Comparative Example 1 In Example 2, a cap with a diameter of 0.05 mm was used,
In addition, the spinning solution is directly discharged without being discharged into the air.
It was discharged into a 0% DMSO aqueous solution and coagulated. In this case, when the temperature of the coagulation bath was set at 5°C, yarn breakage occurred, so the temperature was set at 45°C. Except for these conditions, a precursor with a single yarn fineness of 0.7 d was prepared in the same manner as in Example 2, and the precursor was oxidized and oxidized in the same manner as in Example 2, except that the oxidation tension of this precursor was changed to the one shown in Table 2. After carbonization, carbon fibers having physical properties shown in Table 2 were obtained.

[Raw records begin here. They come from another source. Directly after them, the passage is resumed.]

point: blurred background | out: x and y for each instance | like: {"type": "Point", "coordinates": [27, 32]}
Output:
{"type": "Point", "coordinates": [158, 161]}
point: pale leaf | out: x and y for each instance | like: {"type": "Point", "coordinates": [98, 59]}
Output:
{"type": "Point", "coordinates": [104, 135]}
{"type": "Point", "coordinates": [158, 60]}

As shown in Table 2, precursors obtained by wet spinning have a low degree of orientation, as well as low tensile strength and elastic modulus at high temperatures, making them prone to fluff and thread breakage.
The tension in the oxidation process had to be set low, and as a result only carbon fibers with poor physical properties were obtained.

Table 2

Claims (2)

[Claims] (1) Tensile strength at 240°C is at least 0.3g
/d, and has a tensile modulus of 2.0g/d or more.
Acrylic fiber precursor for high modulus carbon fiber. (2) A dry/wet spinning method in which an acrylonitrile polymer solution containing 90% or more of acrylonitrile is discharged into an inert atmosphere through a spinneret placed above the surface of the coagulation bath, and then introduced into the coagulation bath. Spun to form a water-swollen fiber thread having a void diameter of 100 angstroms (A) or less, and after applying an oil agent to this fiber thread, it is dried and densified, and stretched at a temperature of 100°C or higher to obtain a total stretching ratio. by at least 7 times the A method for producing an acrylic fiber precursor for high-strength, high-modulus carbon fiber.